1. **Baseline-aware evaluation** using MASE and skill scores, supporting persistence and seasonal naïve baselines;
2. **Horizon-stratified reporting** to expose performance variation across lead times;
3. **Diebold–Mariano statistical testing** with autocorrelation-adjusted variance estimation for principled significance assessment.
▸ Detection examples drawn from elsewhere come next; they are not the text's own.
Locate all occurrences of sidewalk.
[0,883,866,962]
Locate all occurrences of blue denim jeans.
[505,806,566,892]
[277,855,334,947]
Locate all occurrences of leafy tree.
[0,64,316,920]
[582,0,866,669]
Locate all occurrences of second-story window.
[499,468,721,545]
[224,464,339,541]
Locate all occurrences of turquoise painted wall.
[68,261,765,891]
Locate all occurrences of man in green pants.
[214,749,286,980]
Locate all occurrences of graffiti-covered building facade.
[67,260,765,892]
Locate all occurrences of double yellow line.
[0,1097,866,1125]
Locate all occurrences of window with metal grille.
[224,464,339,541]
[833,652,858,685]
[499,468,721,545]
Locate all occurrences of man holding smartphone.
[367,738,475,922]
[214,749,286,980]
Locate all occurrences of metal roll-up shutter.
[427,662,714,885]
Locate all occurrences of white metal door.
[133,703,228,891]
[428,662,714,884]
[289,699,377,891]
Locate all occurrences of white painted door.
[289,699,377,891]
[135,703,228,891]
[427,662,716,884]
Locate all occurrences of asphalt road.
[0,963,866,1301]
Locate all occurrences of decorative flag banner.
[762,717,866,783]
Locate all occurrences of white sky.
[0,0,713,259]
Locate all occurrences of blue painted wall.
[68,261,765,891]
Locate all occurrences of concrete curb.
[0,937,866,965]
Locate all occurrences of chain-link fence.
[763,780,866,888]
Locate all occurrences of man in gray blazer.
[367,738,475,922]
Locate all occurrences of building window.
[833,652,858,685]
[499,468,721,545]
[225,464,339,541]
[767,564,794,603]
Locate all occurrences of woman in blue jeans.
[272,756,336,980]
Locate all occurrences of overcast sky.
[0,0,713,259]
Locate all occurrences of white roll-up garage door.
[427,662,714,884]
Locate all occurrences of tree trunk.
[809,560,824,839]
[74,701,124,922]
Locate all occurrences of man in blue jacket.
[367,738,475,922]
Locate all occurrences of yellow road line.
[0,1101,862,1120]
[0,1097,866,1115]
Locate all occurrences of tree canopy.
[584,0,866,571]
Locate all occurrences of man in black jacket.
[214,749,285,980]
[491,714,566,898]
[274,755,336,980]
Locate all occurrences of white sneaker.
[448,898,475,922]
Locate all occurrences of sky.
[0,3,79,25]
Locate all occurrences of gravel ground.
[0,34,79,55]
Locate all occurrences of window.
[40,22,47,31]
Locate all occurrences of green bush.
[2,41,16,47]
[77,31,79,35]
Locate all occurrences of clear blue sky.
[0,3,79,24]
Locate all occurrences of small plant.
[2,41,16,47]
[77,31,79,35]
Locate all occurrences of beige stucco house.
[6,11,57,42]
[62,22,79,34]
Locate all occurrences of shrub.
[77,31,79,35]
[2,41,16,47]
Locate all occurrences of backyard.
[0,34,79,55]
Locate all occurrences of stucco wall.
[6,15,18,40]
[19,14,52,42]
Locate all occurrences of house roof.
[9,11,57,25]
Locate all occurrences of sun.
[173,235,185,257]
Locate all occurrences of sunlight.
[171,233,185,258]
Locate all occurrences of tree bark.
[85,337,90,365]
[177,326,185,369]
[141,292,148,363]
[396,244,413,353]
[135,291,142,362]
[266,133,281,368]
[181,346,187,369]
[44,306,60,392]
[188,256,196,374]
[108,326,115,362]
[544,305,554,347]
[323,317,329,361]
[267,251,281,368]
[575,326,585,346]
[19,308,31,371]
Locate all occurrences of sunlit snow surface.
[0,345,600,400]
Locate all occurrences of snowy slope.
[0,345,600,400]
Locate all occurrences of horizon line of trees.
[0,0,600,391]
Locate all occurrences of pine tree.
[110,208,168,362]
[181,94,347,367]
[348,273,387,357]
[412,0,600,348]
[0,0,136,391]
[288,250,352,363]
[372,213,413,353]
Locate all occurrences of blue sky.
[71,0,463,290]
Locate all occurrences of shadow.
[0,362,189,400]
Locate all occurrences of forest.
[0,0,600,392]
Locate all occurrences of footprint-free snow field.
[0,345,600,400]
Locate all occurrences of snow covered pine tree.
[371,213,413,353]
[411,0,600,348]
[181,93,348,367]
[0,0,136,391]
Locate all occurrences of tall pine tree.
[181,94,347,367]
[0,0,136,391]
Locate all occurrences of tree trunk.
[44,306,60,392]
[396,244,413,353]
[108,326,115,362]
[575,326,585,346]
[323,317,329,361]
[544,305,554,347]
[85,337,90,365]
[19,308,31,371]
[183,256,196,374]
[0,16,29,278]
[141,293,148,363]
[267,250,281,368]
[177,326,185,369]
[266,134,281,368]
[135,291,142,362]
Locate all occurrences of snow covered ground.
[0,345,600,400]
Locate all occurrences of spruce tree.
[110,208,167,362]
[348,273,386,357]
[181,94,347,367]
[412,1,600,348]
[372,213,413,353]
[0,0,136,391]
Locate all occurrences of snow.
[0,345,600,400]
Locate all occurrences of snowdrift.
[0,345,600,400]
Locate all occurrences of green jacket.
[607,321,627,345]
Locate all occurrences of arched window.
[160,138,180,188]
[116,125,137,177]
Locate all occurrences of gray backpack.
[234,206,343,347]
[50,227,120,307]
The library outputs both a **detailed console report** with interpretative guidance and an **interactive HTML dashboard** for transparent communication of results.

---

## Scope

`forecastEval` is intended for:
- academic benchmarking and reproducible evaluation pipelines;
- practitioners validating model readiness for deployment;
- settings where **point forecasts** are produced for time series with potential trend, seasonality, and noise.

Current focus: **point forecast evaluation** (with planned extensions for probabilistic forecasting and regime-aware stratification).

---

## Methodological Coverage

The framework is implemented via a unified `ForecastEvaluator` class.

### Guideline 1 — Baseline-aware performance validation
**Objective:** ensure meaningful gains over defensible baselines.

- Automatic comparison against:
  - **Persistence (naïve)**
  - **Seasonal naïve**
- Primary error scaling and interpretability via **MASE**
- **Skill scores** to contextualise performance relative to baseline behaviour
- Explicit interpretative outcomes (e.g., *PASS/FAIL* recommendations)

### Guideline 2 — Horizon-stratified reporting
**Objective:** avoid misleading conclusions from aggregated metrics.

- Horizon windows are user-definable (e.g., `(0, 8), (8, 16), (16, 24)`)
- Produces horizon-specific metrics and summaries
- Architecture supports extension for:
  - **Guideline 2b:** regime-aware stratification (domain-specific)
  - **Guideline 2c:** uncertainty quantification / probabilistic evaluation

### Guideline 3 — Statistical significance testing (Diebold–Mariano)
**Objective:** distinguish real performance differences from sampling noise.

- Diebold–Mariano test implemented for loss differentials
- Variance estimation adjusted for autocorrelation
- Enables principled acceptance/rejection of “model improves on baseline” claims

---

## Outputs

`forecastEval` produces two complementary outputs:

1. **Console report**
   - structured metrics, baseline comparison, DM test results
   - interpretative guidance and deployment-oriented conclusions

2. **Interactive HTML dashboard**
   - collapsible sections, colour-coded status badges
   - baseline comparison tables and horizon-wise breakdowns
   - intended for communication and auditability

> The HTML report is generated with `generate_html_report(...)`.

---

## Installation

```bash
pip install forecastEval
```

### Dependencies

Minimal runtime depencendies:
- ``numpy``
- ``scikit-learn``
- ``pandas``

## Quick Start
```bash
from forecast_eval import ForecastEvaluator

evaluator = ForecastEvaluator(seasonal_period=12)

results = evaluator.evaluate(
    y_true=y_test,
    y_pred=y_pred,
    y_train=y_train,
    seasonal=True,
    return_loss_series=True,
    stratify_by_horizon=True,
    horizon_indices=[(0, 8), (8, 16), (16, 24)]
)

print(evaluator.summary_report())
evaluator.generate_html_report("report.html")
```

### Required inputs:
- y_train: training time series;
- y_true: test observations;
- y_pred: model predictions;
- seasonal_period: seasonal cycle length.

A complete end-to-end example script is provided in the repository: ``example.py``. It demonstrates synthetic data generation, model forecasting, baseline comparison, statistical testing, and report generation.

## Development Status

The project is under **active development**.

### Current coverage:
- point forecast evaluation;
- Guidelines 1, 2a, and 3.

### Planned extensions:
- probabilistic forecasting evaluation (Guideline 2c);
- automated and regime-aware stratification (Guideline 2b).

## License

This project is licensed under the **GNU General Public License v3.0 (GPL-3.0)**.
- Redistribution and modification are permitted under GPL-3.0 terms.
- Derivative works must remain under the same license.
- The software is provided without warranty.

See the ``LICENSE`` file for full details.